Brief Fact Summary. Barker (Plaintiff) was injured at a construction site while operating a high-lift loader manufactured by Lull Engineering Co. (Defendant). Plaintiff claimed that his injuries were proximately caused by the defective design of the loader.
Synopsis of Rule of Law. A product is defective in design if either: (1) the product has failed to perform as safely as an ordinary consumer would expect when used in an intended or reasonably foreseeably manner; or (2) the benefits of the challenged design do not outweigh the risk of danger, inherent in such design.
Issue. Should a jury be instructed that in order to hold one strictly liable for defective design, it must be found that the product was unreasonably dangerous for its intended use?
Held. No.
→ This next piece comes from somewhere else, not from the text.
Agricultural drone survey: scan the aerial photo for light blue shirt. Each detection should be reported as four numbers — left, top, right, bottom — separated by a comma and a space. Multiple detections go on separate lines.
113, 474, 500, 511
Judgment reversed.
* A product is defective in design if the product has failed to perform as safely as an ordinary consumer would expect when used in an intended or reasonably foreseeably manner. Implicit in a product’s presence on the market is a representation that it will safely do the jobs for which it was built. When a product fails to satisfy such ordinary consumer expectations as to safety in its intended or reasonably foreseeable operations, a manufacturer is strictly liable for resulting injuries.
* A product is also defective in design if the benefits of the challenged design do not outweigh the risk of danger inherent in such design. In evaluating a design, a jury may consider, among other relevant factors, the gravity of the danger posed by the challenged design, the likelihood that such danger would occur, the mechanical feasibility of a safer alternative design, the financial cost of an improved design, and the adverse consequences to the product and to the consumer that would result from an alternative design.
* In this case, the jury instruction challenged by Plaintiff is erroneous because it required Plaintiff to prove that the high-lift loader was ultra-hazardous or more dangerous than the average consumer would contemplate, and that the defectiveness must be evaluated in light of the product’s intended use instead of the proper standard, reasonably foreseeable use.
Discussion. This case describes the two ways in which a product can be defective. It also points out the distinction between intended use and reasonably foreseeable use. If a manufacturer produces a product for an intended use, but a consumer is injured by a defect while using the product for a foreseeable use, the manufacturer will not be absolved of liability.